Il mercato del lavoro, pur con i significativi e per certi versi straordinari risultati emersi nel 2016, rimane comunque ancora esposto ad una alta volatilità sia per effetto delle difficoltà ancora consistenti che stanno affrontando le piccole e piccolissime imprese, spesso escluse dai circuiti del mercato globale, sia per la persistente debolezza del mercato interno e le incertezze dei mercati internazionali che colpiscono alcuni dei settori forti dell’economia provinciale.

I timori, a suo tempo espressi dalle parti sociali, di un effetto negativo di rimbalzo nel momento in cui fossero venuti meno gli incentivi hanno trovato parziale conferma nel ritorno al consolidato modello di avviamento al lavoro sperimentato dal territorio, in cui la modalità più frequentata dai datori di lavoro per l’avviamento di nuovi rapporti di lavoro rimane il contratto a tempo determinato che da solo esaurisce oltre il 52% delle forme contrattuali rilevate nel 2016. Il dato positivo è che negli avviamenti del 2016 è aumentato il peso degli assunti delle classi di età più giovani, i quali rispetto al 2015 sono passati dal 12% al 15% del totale in media.

Si tratta di un passo verso quel rinnovamento del capitale umano territoriale che serve all’innovazione e che aveva caratterizzato il passato glorioso dell’economia modenese.

Sempre in tema di forme di contratto di lavoro flessibile a Modena sono stati venduti nel 2016 oltre 2.900.000 voucher (erano 1,7 milioni nel 2015). Per ogni occupato in provincia di Modena sono distribuiti 9,13 voucher, contro un uso pari a 7,68 voucher per occupato in regione: una diffusione del 19% superiore rispetto al territorio regionale.
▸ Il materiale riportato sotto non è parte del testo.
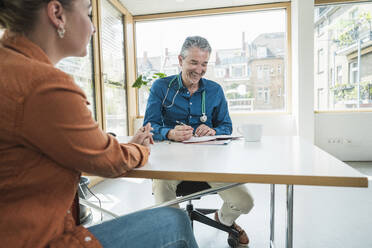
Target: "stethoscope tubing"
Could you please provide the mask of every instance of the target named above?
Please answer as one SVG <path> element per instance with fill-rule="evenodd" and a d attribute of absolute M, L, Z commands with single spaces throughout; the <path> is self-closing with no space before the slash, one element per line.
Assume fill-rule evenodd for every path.
<path fill-rule="evenodd" d="M 168 97 L 168 94 L 169 94 L 169 89 L 170 89 L 170 87 L 172 86 L 172 84 L 173 84 L 173 82 L 174 82 L 174 80 L 178 80 L 178 89 L 177 89 L 177 91 L 176 91 L 176 94 L 174 94 L 174 96 L 173 96 L 173 98 L 172 98 L 172 103 L 170 104 L 170 105 L 166 105 L 165 104 L 165 100 L 167 99 L 167 97 Z M 178 93 L 179 93 L 179 91 L 180 91 L 180 89 L 181 89 L 181 86 L 182 85 L 182 82 L 181 82 L 181 77 L 180 77 L 180 75 L 178 74 L 178 75 L 176 75 L 170 82 L 169 82 L 169 84 L 168 84 L 168 87 L 167 87 L 167 92 L 165 93 L 165 96 L 164 96 L 164 99 L 163 99 L 163 101 L 162 101 L 162 106 L 164 107 L 164 108 L 171 108 L 173 105 L 174 105 L 174 101 L 175 101 L 175 99 L 176 99 L 176 96 L 178 95 Z M 205 112 L 205 90 L 203 90 L 203 92 L 202 92 L 202 116 L 200 116 L 200 121 L 201 122 L 206 122 L 207 121 L 207 119 L 208 119 L 208 117 L 207 117 L 207 115 L 205 114 L 206 112 Z"/>

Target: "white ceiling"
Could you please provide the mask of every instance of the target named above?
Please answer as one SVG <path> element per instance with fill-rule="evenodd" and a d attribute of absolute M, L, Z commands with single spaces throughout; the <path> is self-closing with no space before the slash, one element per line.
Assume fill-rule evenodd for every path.
<path fill-rule="evenodd" d="M 119 0 L 132 15 L 222 8 L 289 0 Z"/>

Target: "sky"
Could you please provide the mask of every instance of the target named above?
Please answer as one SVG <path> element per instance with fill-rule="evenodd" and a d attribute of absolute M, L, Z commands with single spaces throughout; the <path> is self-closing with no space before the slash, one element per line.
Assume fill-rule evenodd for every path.
<path fill-rule="evenodd" d="M 284 9 L 201 17 L 142 21 L 136 25 L 137 56 L 159 56 L 165 48 L 179 53 L 187 36 L 206 38 L 212 49 L 239 48 L 242 32 L 245 40 L 252 41 L 261 33 L 285 32 Z"/>

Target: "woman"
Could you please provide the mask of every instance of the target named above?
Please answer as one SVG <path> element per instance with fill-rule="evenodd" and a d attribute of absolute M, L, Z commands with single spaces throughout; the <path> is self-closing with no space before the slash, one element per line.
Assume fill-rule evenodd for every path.
<path fill-rule="evenodd" d="M 151 126 L 103 133 L 54 65 L 85 56 L 89 0 L 0 0 L 0 242 L 7 247 L 197 247 L 187 216 L 158 208 L 90 227 L 71 208 L 81 172 L 125 176 L 148 159 Z"/>

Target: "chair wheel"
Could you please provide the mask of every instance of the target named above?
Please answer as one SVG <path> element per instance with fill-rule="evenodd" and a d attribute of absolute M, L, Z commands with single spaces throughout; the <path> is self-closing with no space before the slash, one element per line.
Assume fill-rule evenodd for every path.
<path fill-rule="evenodd" d="M 239 240 L 237 238 L 234 238 L 232 236 L 229 236 L 227 238 L 227 243 L 229 243 L 229 246 L 232 248 L 238 247 L 239 246 Z"/>

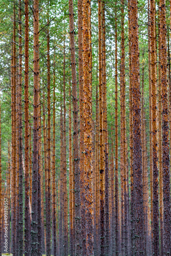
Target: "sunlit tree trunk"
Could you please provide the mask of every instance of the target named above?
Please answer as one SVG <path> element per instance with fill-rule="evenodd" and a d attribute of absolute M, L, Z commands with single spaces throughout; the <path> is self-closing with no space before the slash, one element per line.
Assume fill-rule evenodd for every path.
<path fill-rule="evenodd" d="M 118 58 L 117 58 L 117 2 L 115 2 L 115 254 L 119 255 L 119 183 L 118 183 Z"/>
<path fill-rule="evenodd" d="M 160 1 L 161 78 L 162 103 L 162 163 L 163 182 L 163 250 L 164 255 L 171 253 L 171 213 L 169 114 L 167 77 L 167 27 L 165 0 Z"/>
<path fill-rule="evenodd" d="M 79 69 L 79 145 L 80 145 L 80 192 L 81 215 L 82 227 L 82 253 L 86 254 L 86 219 L 85 216 L 85 191 L 83 188 L 84 183 L 84 131 L 83 131 L 83 63 L 82 63 L 82 0 L 78 1 L 78 69 Z"/>
<path fill-rule="evenodd" d="M 2 164 L 1 164 L 1 100 L 0 98 L 0 256 L 2 256 L 3 250 L 3 195 L 2 185 Z M 9 205 L 8 205 L 9 206 Z M 9 250 L 8 252 L 9 252 Z"/>
<path fill-rule="evenodd" d="M 69 81 L 69 214 L 70 214 L 70 253 L 74 255 L 73 248 L 73 173 L 72 157 L 72 127 L 71 127 L 71 82 Z"/>
<path fill-rule="evenodd" d="M 55 59 L 54 59 L 55 61 Z M 52 156 L 52 232 L 54 240 L 54 256 L 57 255 L 56 189 L 55 189 L 55 66 L 53 67 L 53 156 Z"/>
<path fill-rule="evenodd" d="M 162 170 L 162 101 L 161 101 L 161 43 L 160 25 L 158 25 L 159 36 L 159 65 L 158 65 L 158 126 L 159 126 L 159 169 L 160 181 L 160 255 L 163 255 L 163 170 Z"/>
<path fill-rule="evenodd" d="M 13 6 L 13 48 L 12 48 L 12 253 L 16 255 L 16 15 L 15 4 Z"/>
<path fill-rule="evenodd" d="M 101 1 L 98 0 L 98 54 L 99 54 L 99 136 L 100 136 L 100 243 L 101 256 L 104 253 L 104 145 L 103 136 L 103 105 L 102 80 L 102 29 Z"/>
<path fill-rule="evenodd" d="M 18 3 L 19 18 L 19 70 L 18 70 L 18 157 L 19 157 L 19 194 L 18 194 L 18 256 L 23 256 L 23 127 L 22 127 L 22 30 L 21 0 Z"/>
<path fill-rule="evenodd" d="M 94 255 L 93 198 L 92 177 L 92 109 L 91 81 L 91 2 L 83 1 L 83 119 L 85 174 L 85 215 L 87 255 Z"/>
<path fill-rule="evenodd" d="M 25 255 L 30 255 L 30 218 L 29 212 L 29 1 L 25 0 Z M 31 136 L 31 135 L 30 135 Z"/>
<path fill-rule="evenodd" d="M 33 4 L 34 30 L 34 90 L 33 90 L 33 168 L 32 218 L 31 232 L 31 255 L 39 255 L 37 233 L 37 180 L 38 173 L 38 110 L 39 110 L 39 1 L 34 0 Z"/>
<path fill-rule="evenodd" d="M 130 28 L 132 81 L 133 116 L 133 177 L 135 208 L 135 251 L 137 255 L 144 255 L 144 233 L 143 206 L 142 166 L 141 146 L 141 102 L 138 45 L 138 3 L 130 1 Z M 139 221 L 137 221 L 137 220 Z"/>
<path fill-rule="evenodd" d="M 159 253 L 159 227 L 158 202 L 158 146 L 157 138 L 157 65 L 156 54 L 155 1 L 151 0 L 151 65 L 152 71 L 152 119 L 153 151 L 153 252 Z"/>
<path fill-rule="evenodd" d="M 48 107 L 48 137 L 47 137 L 47 200 L 46 202 L 46 253 L 50 256 L 51 251 L 51 97 L 50 97 L 50 31 L 49 18 L 49 2 L 48 3 L 47 29 L 47 107 Z"/>
<path fill-rule="evenodd" d="M 75 176 L 75 255 L 81 254 L 81 211 L 80 211 L 80 182 L 79 154 L 78 136 L 78 109 L 77 92 L 77 78 L 76 69 L 75 49 L 74 39 L 74 10 L 73 0 L 69 0 L 70 33 L 71 46 L 71 60 L 72 71 L 72 100 L 73 112 L 73 145 Z"/>

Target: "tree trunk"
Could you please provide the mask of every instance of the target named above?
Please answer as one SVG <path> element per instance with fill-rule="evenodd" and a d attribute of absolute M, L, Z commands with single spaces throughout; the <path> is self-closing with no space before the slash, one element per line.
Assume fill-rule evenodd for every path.
<path fill-rule="evenodd" d="M 158 25 L 159 36 L 159 66 L 158 66 L 158 119 L 159 119 L 159 165 L 160 181 L 160 255 L 163 255 L 163 170 L 162 170 L 162 102 L 161 102 L 161 43 L 160 25 Z"/>
<path fill-rule="evenodd" d="M 39 2 L 34 1 L 34 90 L 33 90 L 33 169 L 31 218 L 31 251 L 32 256 L 38 254 L 37 250 L 37 180 L 38 173 L 38 110 L 39 110 Z"/>
<path fill-rule="evenodd" d="M 82 63 L 82 0 L 78 1 L 78 69 L 79 69 L 79 129 L 80 129 L 80 192 L 81 215 L 82 227 L 82 253 L 86 254 L 86 234 L 85 216 L 85 191 L 84 173 L 84 120 L 83 120 L 83 63 Z"/>
<path fill-rule="evenodd" d="M 29 1 L 25 0 L 25 255 L 30 255 L 30 218 L 29 212 Z M 31 135 L 30 134 L 30 136 Z"/>
<path fill-rule="evenodd" d="M 66 159 L 66 53 L 64 42 L 63 48 L 63 178 L 64 178 L 64 256 L 68 254 L 68 194 L 67 179 L 67 159 Z"/>
<path fill-rule="evenodd" d="M 51 97 L 50 97 L 50 62 L 49 7 L 48 3 L 47 29 L 47 106 L 48 106 L 48 138 L 47 138 L 47 200 L 46 203 L 46 253 L 51 256 Z"/>
<path fill-rule="evenodd" d="M 117 2 L 116 3 L 116 6 Z M 119 253 L 119 182 L 118 182 L 118 58 L 117 58 L 117 9 L 115 10 L 115 253 Z"/>
<path fill-rule="evenodd" d="M 98 0 L 98 49 L 99 49 L 99 133 L 100 133 L 100 254 L 104 253 L 104 166 L 103 137 L 103 105 L 102 80 L 102 44 L 101 44 L 101 1 Z"/>
<path fill-rule="evenodd" d="M 16 15 L 15 4 L 13 6 L 13 50 L 12 50 L 12 252 L 14 256 L 16 255 Z"/>
<path fill-rule="evenodd" d="M 110 227 L 109 227 L 109 163 L 108 163 L 108 133 L 107 120 L 106 103 L 106 56 L 105 56 L 105 5 L 101 4 L 102 15 L 102 87 L 103 94 L 103 130 L 104 131 L 104 150 L 105 159 L 105 253 L 109 253 Z"/>
<path fill-rule="evenodd" d="M 71 82 L 69 81 L 69 212 L 70 212 L 70 253 L 74 255 L 73 248 L 73 173 L 72 157 L 72 128 L 71 128 Z"/>
<path fill-rule="evenodd" d="M 18 3 L 19 19 L 19 72 L 18 72 L 18 156 L 19 156 L 19 194 L 18 194 L 18 256 L 23 255 L 23 127 L 22 127 L 22 4 Z"/>
<path fill-rule="evenodd" d="M 53 156 L 52 180 L 52 233 L 53 238 L 54 256 L 57 255 L 56 247 L 56 190 L 55 190 L 55 59 L 53 67 Z M 56 212 L 57 211 L 56 210 Z"/>
<path fill-rule="evenodd" d="M 159 227 L 158 205 L 158 147 L 157 138 L 157 74 L 155 33 L 155 1 L 151 1 L 151 65 L 152 71 L 152 119 L 153 147 L 153 252 L 159 253 Z"/>
<path fill-rule="evenodd" d="M 121 62 L 120 70 L 121 106 L 122 120 L 122 172 L 124 197 L 124 253 L 128 253 L 128 230 L 127 230 L 127 191 L 126 184 L 126 112 L 125 112 L 125 51 L 124 51 L 124 2 L 121 2 Z"/>
<path fill-rule="evenodd" d="M 168 83 L 167 77 L 167 27 L 165 0 L 160 1 L 161 78 L 162 102 L 162 150 L 163 182 L 163 249 L 164 255 L 171 253 L 170 185 L 169 138 Z"/>
<path fill-rule="evenodd" d="M 62 91 L 60 89 L 60 224 L 59 225 L 59 233 L 60 234 L 59 239 L 59 255 L 63 255 L 63 112 L 62 105 Z"/>
<path fill-rule="evenodd" d="M 83 1 L 83 71 L 84 152 L 86 199 L 86 250 L 87 255 L 94 255 L 93 198 L 92 177 L 92 109 L 91 67 L 91 2 Z"/>
<path fill-rule="evenodd" d="M 0 256 L 2 256 L 3 250 L 3 194 L 2 194 L 2 164 L 1 164 L 1 102 L 0 98 Z M 4 207 L 3 207 L 4 208 Z M 9 230 L 9 229 L 8 229 Z M 10 237 L 9 236 L 9 239 Z M 8 252 L 9 252 L 8 249 Z"/>
<path fill-rule="evenodd" d="M 144 255 L 144 233 L 143 208 L 143 187 L 141 146 L 141 102 L 138 45 L 138 3 L 130 1 L 130 28 L 132 81 L 133 116 L 133 177 L 135 209 L 135 251 L 137 255 Z"/>
<path fill-rule="evenodd" d="M 76 69 L 75 49 L 74 40 L 74 10 L 73 0 L 69 0 L 70 33 L 71 46 L 71 59 L 72 70 L 72 99 L 73 106 L 73 145 L 75 176 L 75 255 L 81 254 L 81 226 L 80 211 L 80 182 L 79 154 L 78 136 L 78 109 L 77 92 L 77 79 Z"/>
<path fill-rule="evenodd" d="M 37 179 L 37 233 L 38 233 L 38 244 L 37 250 L 38 255 L 42 255 L 42 222 L 41 222 L 41 105 L 39 106 L 38 111 L 38 173 Z"/>

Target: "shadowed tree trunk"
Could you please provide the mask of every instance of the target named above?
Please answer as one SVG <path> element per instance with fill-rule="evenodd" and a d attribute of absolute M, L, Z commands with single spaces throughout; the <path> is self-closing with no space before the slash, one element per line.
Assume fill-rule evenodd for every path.
<path fill-rule="evenodd" d="M 30 218 L 29 212 L 29 1 L 25 0 L 25 255 L 30 254 Z M 31 136 L 31 134 L 30 134 Z"/>
<path fill-rule="evenodd" d="M 115 254 L 119 252 L 119 183 L 118 183 L 118 58 L 117 58 L 117 2 L 115 10 Z"/>
<path fill-rule="evenodd" d="M 12 253 L 14 256 L 16 256 L 16 15 L 15 4 L 13 6 L 13 44 L 12 44 Z"/>
<path fill-rule="evenodd" d="M 38 255 L 37 243 L 37 180 L 38 175 L 38 115 L 39 115 L 39 2 L 34 1 L 33 5 L 33 168 L 31 245 L 32 256 Z"/>
<path fill-rule="evenodd" d="M 64 196 L 64 256 L 68 254 L 68 194 L 67 183 L 67 159 L 66 159 L 66 53 L 65 45 L 64 42 L 63 48 L 63 196 Z"/>
<path fill-rule="evenodd" d="M 145 255 L 141 146 L 141 102 L 138 45 L 138 3 L 130 1 L 130 28 L 133 116 L 133 177 L 135 209 L 135 251 Z"/>
<path fill-rule="evenodd" d="M 49 2 L 48 3 L 47 29 L 47 107 L 48 107 L 48 137 L 47 137 L 47 200 L 46 202 L 46 253 L 51 256 L 51 97 L 50 97 L 50 62 L 49 35 Z"/>
<path fill-rule="evenodd" d="M 73 145 L 75 176 L 75 233 L 74 241 L 75 255 L 81 254 L 81 225 L 80 211 L 80 182 L 79 154 L 78 136 L 78 109 L 77 92 L 77 78 L 76 69 L 75 49 L 74 39 L 74 10 L 73 0 L 69 0 L 70 33 L 71 46 L 71 60 L 72 71 L 72 100 L 73 112 Z"/>
<path fill-rule="evenodd" d="M 103 94 L 103 131 L 104 154 L 105 159 L 105 253 L 109 253 L 109 163 L 108 163 L 108 133 L 106 104 L 106 56 L 105 56 L 105 5 L 101 4 L 102 15 L 102 88 Z"/>
<path fill-rule="evenodd" d="M 120 86 L 121 86 L 121 106 L 122 108 L 121 116 L 122 117 L 121 124 L 122 130 L 122 175 L 123 183 L 123 198 L 124 198 L 124 233 L 122 234 L 122 237 L 124 239 L 124 253 L 127 255 L 128 253 L 128 230 L 127 230 L 127 191 L 126 184 L 126 112 L 125 112 L 125 50 L 124 50 L 124 2 L 121 1 L 121 62 L 120 70 Z M 124 216 L 124 217 L 123 217 Z M 123 242 L 123 241 L 122 242 Z"/>
<path fill-rule="evenodd" d="M 85 190 L 84 189 L 84 120 L 83 120 L 83 63 L 82 63 L 82 0 L 78 1 L 78 69 L 79 69 L 79 128 L 80 128 L 80 171 L 81 215 L 82 227 L 82 253 L 86 254 L 86 234 L 85 216 Z"/>
<path fill-rule="evenodd" d="M 0 256 L 2 256 L 3 250 L 3 195 L 2 186 L 2 164 L 1 164 L 1 102 L 0 98 Z M 9 252 L 9 250 L 8 252 Z"/>
<path fill-rule="evenodd" d="M 161 78 L 162 103 L 162 151 L 163 182 L 163 249 L 164 255 L 171 253 L 170 184 L 169 138 L 168 83 L 167 77 L 167 27 L 165 0 L 160 1 Z"/>
<path fill-rule="evenodd" d="M 19 70 L 18 70 L 18 157 L 19 157 L 19 193 L 18 193 L 18 256 L 23 255 L 23 127 L 22 127 L 22 5 L 21 0 L 18 2 L 19 19 Z"/>
<path fill-rule="evenodd" d="M 69 81 L 69 212 L 70 212 L 70 253 L 71 256 L 74 255 L 74 237 L 73 237 L 73 173 L 72 157 L 72 128 L 71 128 L 71 82 Z"/>
<path fill-rule="evenodd" d="M 160 255 L 163 255 L 163 170 L 162 170 L 162 102 L 161 102 L 161 43 L 160 35 L 160 22 L 158 25 L 159 36 L 159 66 L 158 66 L 158 119 L 159 119 L 159 169 L 160 181 Z"/>
<path fill-rule="evenodd" d="M 151 0 L 151 65 L 152 71 L 152 119 L 153 151 L 153 252 L 159 253 L 159 227 L 158 202 L 158 147 L 157 138 L 157 74 L 155 33 L 155 1 Z"/>
<path fill-rule="evenodd" d="M 94 255 L 92 177 L 92 109 L 91 66 L 91 2 L 82 3 L 83 119 L 86 255 Z"/>
<path fill-rule="evenodd" d="M 38 234 L 38 244 L 37 250 L 38 255 L 42 255 L 42 227 L 41 227 L 41 105 L 39 106 L 38 111 L 38 173 L 37 179 L 37 234 Z"/>
<path fill-rule="evenodd" d="M 102 80 L 102 44 L 101 44 L 101 1 L 98 0 L 98 50 L 99 50 L 99 134 L 100 134 L 100 253 L 104 253 L 104 165 L 103 136 L 103 105 Z"/>
<path fill-rule="evenodd" d="M 52 233 L 54 245 L 54 256 L 57 255 L 56 190 L 55 190 L 55 59 L 53 67 L 53 156 L 52 156 Z"/>

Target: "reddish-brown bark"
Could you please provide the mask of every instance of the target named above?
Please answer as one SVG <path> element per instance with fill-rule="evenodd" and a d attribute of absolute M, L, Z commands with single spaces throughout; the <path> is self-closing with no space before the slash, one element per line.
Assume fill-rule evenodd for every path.
<path fill-rule="evenodd" d="M 162 104 L 162 163 L 163 182 L 163 250 L 164 255 L 171 253 L 171 214 L 169 114 L 167 77 L 167 27 L 165 0 L 160 1 L 161 78 Z"/>
<path fill-rule="evenodd" d="M 103 131 L 104 150 L 105 161 L 105 253 L 109 253 L 109 160 L 108 160 L 108 133 L 106 103 L 106 55 L 105 55 L 105 5 L 101 4 L 102 15 L 102 88 L 103 96 Z"/>
<path fill-rule="evenodd" d="M 85 174 L 85 214 L 86 230 L 86 254 L 94 254 L 93 198 L 92 177 L 92 109 L 91 81 L 91 27 L 90 1 L 82 3 L 83 71 L 83 120 Z"/>
<path fill-rule="evenodd" d="M 158 25 L 160 33 L 160 23 Z M 159 41 L 159 65 L 158 65 L 158 126 L 159 126 L 159 169 L 160 182 L 160 255 L 163 255 L 163 170 L 162 170 L 162 102 L 161 102 L 161 44 L 160 36 Z"/>
<path fill-rule="evenodd" d="M 143 208 L 143 187 L 141 146 L 141 102 L 138 45 L 138 3 L 130 1 L 130 33 L 133 116 L 133 172 L 135 208 L 135 251 L 144 255 L 144 234 Z"/>
<path fill-rule="evenodd" d="M 54 256 L 57 255 L 56 241 L 56 189 L 55 189 L 55 66 L 53 67 L 53 155 L 52 155 L 52 233 L 53 239 Z"/>
<path fill-rule="evenodd" d="M 79 146 L 80 146 L 80 171 L 81 216 L 82 227 L 82 253 L 86 254 L 85 191 L 84 189 L 84 131 L 83 131 L 83 62 L 82 62 L 82 0 L 78 1 L 78 69 L 79 69 Z"/>
<path fill-rule="evenodd" d="M 39 1 L 33 4 L 33 129 L 32 218 L 31 232 L 31 255 L 38 255 L 37 233 L 37 180 L 38 173 L 38 111 L 39 111 Z"/>
<path fill-rule="evenodd" d="M 63 193 L 64 193 L 64 256 L 68 254 L 68 194 L 67 180 L 67 159 L 66 159 L 66 53 L 65 44 L 63 47 Z"/>
<path fill-rule="evenodd" d="M 70 253 L 73 256 L 73 172 L 72 157 L 72 127 L 71 127 L 71 82 L 69 81 L 69 215 L 70 215 Z"/>
<path fill-rule="evenodd" d="M 14 256 L 16 255 L 16 15 L 15 4 L 13 6 L 13 28 L 12 44 L 12 252 Z"/>
<path fill-rule="evenodd" d="M 19 67 L 18 67 L 18 256 L 23 256 L 24 250 L 23 243 L 23 126 L 22 126 L 22 4 L 21 0 L 18 2 L 19 25 L 18 38 L 19 44 Z"/>
<path fill-rule="evenodd" d="M 1 164 L 1 101 L 0 98 L 0 256 L 2 256 L 3 247 L 2 246 L 3 239 L 3 195 L 2 182 L 2 164 Z M 9 251 L 8 251 L 9 252 Z"/>
<path fill-rule="evenodd" d="M 158 146 L 157 138 L 157 65 L 156 54 L 155 1 L 150 2 L 151 10 L 151 95 L 152 120 L 152 153 L 153 153 L 153 252 L 159 253 L 159 227 L 158 202 Z"/>
<path fill-rule="evenodd" d="M 116 6 L 116 2 L 115 2 Z M 118 58 L 117 58 L 117 9 L 115 10 L 115 243 L 116 256 L 119 252 L 119 183 L 118 183 Z"/>
<path fill-rule="evenodd" d="M 29 212 L 29 1 L 25 0 L 25 255 L 30 254 L 30 218 Z M 31 135 L 30 135 L 31 136 Z"/>
<path fill-rule="evenodd" d="M 98 0 L 98 50 L 99 50 L 99 104 L 100 136 L 100 255 L 104 253 L 104 165 L 103 136 L 103 105 L 102 80 L 102 44 L 101 44 L 101 1 Z"/>
<path fill-rule="evenodd" d="M 50 31 L 49 18 L 49 2 L 48 3 L 48 29 L 47 29 L 47 199 L 46 208 L 46 253 L 50 256 L 51 252 L 51 96 L 50 96 Z"/>
<path fill-rule="evenodd" d="M 77 92 L 77 80 L 76 70 L 76 58 L 74 40 L 74 23 L 73 0 L 69 0 L 70 34 L 71 46 L 71 60 L 72 71 L 72 100 L 73 113 L 73 145 L 75 176 L 75 255 L 81 253 L 81 211 L 80 192 L 80 169 L 78 138 L 78 109 Z"/>

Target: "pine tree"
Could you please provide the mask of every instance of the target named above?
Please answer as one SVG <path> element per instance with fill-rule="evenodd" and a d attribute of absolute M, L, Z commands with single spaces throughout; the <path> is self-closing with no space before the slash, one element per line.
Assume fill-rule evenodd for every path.
<path fill-rule="evenodd" d="M 25 255 L 30 254 L 30 219 L 29 212 L 29 1 L 25 0 Z M 31 136 L 31 135 L 30 135 Z"/>
<path fill-rule="evenodd" d="M 75 255 L 81 253 L 81 211 L 80 211 L 80 182 L 78 139 L 78 99 L 77 93 L 76 69 L 74 40 L 74 10 L 73 0 L 69 0 L 70 33 L 71 47 L 71 61 L 72 85 L 72 100 L 73 112 L 73 145 L 75 176 Z"/>
<path fill-rule="evenodd" d="M 130 1 L 130 28 L 132 81 L 133 116 L 133 177 L 135 203 L 135 250 L 137 255 L 144 255 L 144 220 L 141 147 L 141 103 L 139 78 L 138 4 L 137 0 Z"/>
<path fill-rule="evenodd" d="M 22 128 L 22 4 L 18 3 L 19 18 L 19 68 L 18 68 L 18 164 L 19 164 L 19 195 L 18 195 L 18 255 L 23 256 L 23 128 Z"/>
<path fill-rule="evenodd" d="M 34 90 L 33 90 L 33 169 L 32 217 L 31 232 L 31 255 L 38 255 L 37 250 L 37 180 L 38 173 L 38 116 L 39 116 L 39 2 L 34 1 Z"/>
<path fill-rule="evenodd" d="M 87 255 L 94 255 L 92 177 L 92 117 L 91 67 L 91 2 L 82 3 L 83 118 Z"/>
<path fill-rule="evenodd" d="M 171 253 L 170 184 L 169 170 L 169 115 L 167 77 L 167 27 L 165 0 L 160 1 L 160 37 L 161 43 L 161 78 L 162 103 L 162 169 L 163 182 L 163 250 L 164 255 Z"/>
In regione i voucher trovano particolare diffusione nelle aree economiche più segnate da turismo e stagionalità, mentre fra le economie a maggiore vocazione produttiva quella di Modena spicca per frequenza e diffusione di questo strumento: una ragione in più per rivedere le caratteristiche e le modalità di utilizzo di uno strumento di grande successo, ma molto controverso.